Daily Market Wire 27 September 2018

Lachstock Consulting September 27, 2018

Lower for grains, higher for oilseeds.

  • CBOT wheat down 3.25c to 517.5c,
  • Kansas wheat down 1c to 521c,
  • Corn down 0.75c to 363c,
  • Soybeans up 4.25c to 850c,
  • Winnipeg canola up C$3.80 to $494.70,
  • Matif canola up €4 to €371.25,
  • Dow Jones down 106.93 to 26,385.28,
  • Crude oil down US$0.26 to $72.02 per barrel,
  • AUD down to 0.726c,
  • CAD down to 0.768c (AUDCAD 0.938),
  • EUR down to 1.174c (AUDEUR 0.612).


Wheat finished lower, with traded volumes declining, while the market awaits a new catalyst to prompt further activity. Implied volatility in December Soft Red Winter wheat finished at 21.75 per cent. Matif wheat dropped €0.25 to €201.25, and Black Sea wheat futures were fractions lower at $249 per tonne FOB, with traded volumes reducing. Export sales will surprise if they are more than 375,000t tomorrow, with 475,000t needed to meet the current USDA export projection. The market is getting tired of waiting for US demand, and prices keep running away as soon as they get within reach. This is frustrating traders and reducing traded volumes. The Iraq tender revealed success to one US and one Australian cargo, while Turkey purchased about 250,000t of Russian wheat at around $224/t FOB for nearby shipment.


Corn paused for breath after a five-day streak of higher closes. The market is dubious of the USDA’s last yield projections, and has priced this in accordingly. Weekly ethanol production was down only 1.4 per cent at 1.036 barrels per day as margins continue to decline. There is a large short waiting in the wings that could be blown up by an increase in export demand, which is possible, given cheap global relative values.  Export sales are expected at 1.1 million tonnes (Mt), and only 883,000t is needed to meet USDA projections.
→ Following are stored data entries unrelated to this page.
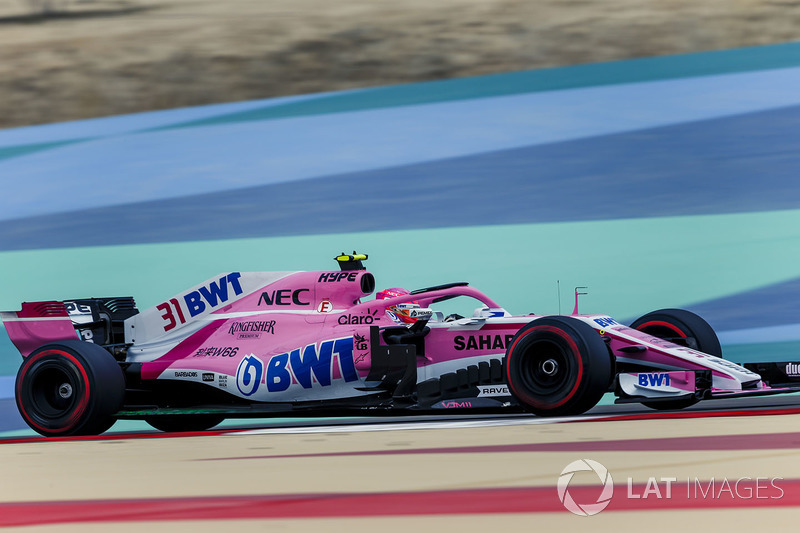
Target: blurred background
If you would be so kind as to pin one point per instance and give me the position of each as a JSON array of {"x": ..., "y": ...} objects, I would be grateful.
[{"x": 645, "y": 149}]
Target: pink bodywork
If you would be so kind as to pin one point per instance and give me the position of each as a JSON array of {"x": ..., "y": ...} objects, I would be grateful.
[{"x": 305, "y": 335}]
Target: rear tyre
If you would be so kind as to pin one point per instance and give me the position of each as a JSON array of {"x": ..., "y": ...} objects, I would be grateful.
[
  {"x": 558, "y": 366},
  {"x": 180, "y": 424},
  {"x": 69, "y": 388},
  {"x": 679, "y": 327}
]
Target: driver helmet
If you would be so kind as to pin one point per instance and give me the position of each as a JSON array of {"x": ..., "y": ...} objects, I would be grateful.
[{"x": 400, "y": 312}]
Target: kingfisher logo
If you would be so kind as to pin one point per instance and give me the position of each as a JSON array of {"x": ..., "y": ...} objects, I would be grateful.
[{"x": 584, "y": 508}]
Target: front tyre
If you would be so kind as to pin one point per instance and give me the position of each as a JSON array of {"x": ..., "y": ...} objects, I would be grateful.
[
  {"x": 558, "y": 366},
  {"x": 685, "y": 329},
  {"x": 69, "y": 388}
]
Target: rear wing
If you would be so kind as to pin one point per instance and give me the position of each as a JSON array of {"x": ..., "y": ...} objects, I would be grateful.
[{"x": 97, "y": 320}]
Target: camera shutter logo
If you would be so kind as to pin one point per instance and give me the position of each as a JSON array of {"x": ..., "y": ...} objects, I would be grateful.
[{"x": 585, "y": 509}]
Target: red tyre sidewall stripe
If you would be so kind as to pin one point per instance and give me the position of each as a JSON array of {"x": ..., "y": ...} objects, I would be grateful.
[
  {"x": 79, "y": 409},
  {"x": 571, "y": 342},
  {"x": 663, "y": 324}
]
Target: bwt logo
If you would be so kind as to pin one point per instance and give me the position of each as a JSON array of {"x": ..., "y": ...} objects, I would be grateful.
[
  {"x": 196, "y": 302},
  {"x": 654, "y": 380},
  {"x": 585, "y": 509}
]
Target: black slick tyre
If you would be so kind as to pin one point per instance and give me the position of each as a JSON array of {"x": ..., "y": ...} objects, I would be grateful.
[
  {"x": 558, "y": 366},
  {"x": 68, "y": 388},
  {"x": 684, "y": 328}
]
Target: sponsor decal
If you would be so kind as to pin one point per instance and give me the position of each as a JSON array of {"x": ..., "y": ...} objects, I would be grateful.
[
  {"x": 455, "y": 404},
  {"x": 481, "y": 342},
  {"x": 311, "y": 364},
  {"x": 352, "y": 320},
  {"x": 792, "y": 369},
  {"x": 217, "y": 351},
  {"x": 493, "y": 390},
  {"x": 284, "y": 297},
  {"x": 252, "y": 329},
  {"x": 197, "y": 302},
  {"x": 249, "y": 374},
  {"x": 360, "y": 347},
  {"x": 74, "y": 308},
  {"x": 660, "y": 379},
  {"x": 606, "y": 322},
  {"x": 333, "y": 277}
]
Beans finished with mild gains in a low-volume session. On paper, the bean market looks like a screaming sell, with record production and the absence of China, but prices are comfortable now, and sitting above seasonal lows with obscure demand continuing to keep things ticking over. A flash sale of 650,000t of US beans was announced to Mexico, while rumours are swirling that Brazil is going to import 1Mt of US beans. Soymeal was up $1.70/t and soy oil was up 14 points.


Canola finished higher across both contracts with weather delays creating concerns for quality and production in Canada. Currency helped with the CAD down 0.43pc and the Euro down 0.21pc.


Aussie markets were stronger yesterday, with some frost concerns in Victoria combining with more talk of crops being cut for hay prompting some consumer buying. The weather forecast has improved over the next eight days, with WA now pencilling in 10-15 millimetres, with good coverage across southern and central regions. Northern New South Wales and southern Queensland are also looking better, with 10-20mm looking likely. Cash markets have done a power of work in a short space of time to get where we are now, so a mild moisture forecast could be all it takes to ease the panic and take some of the urgency away from shorts.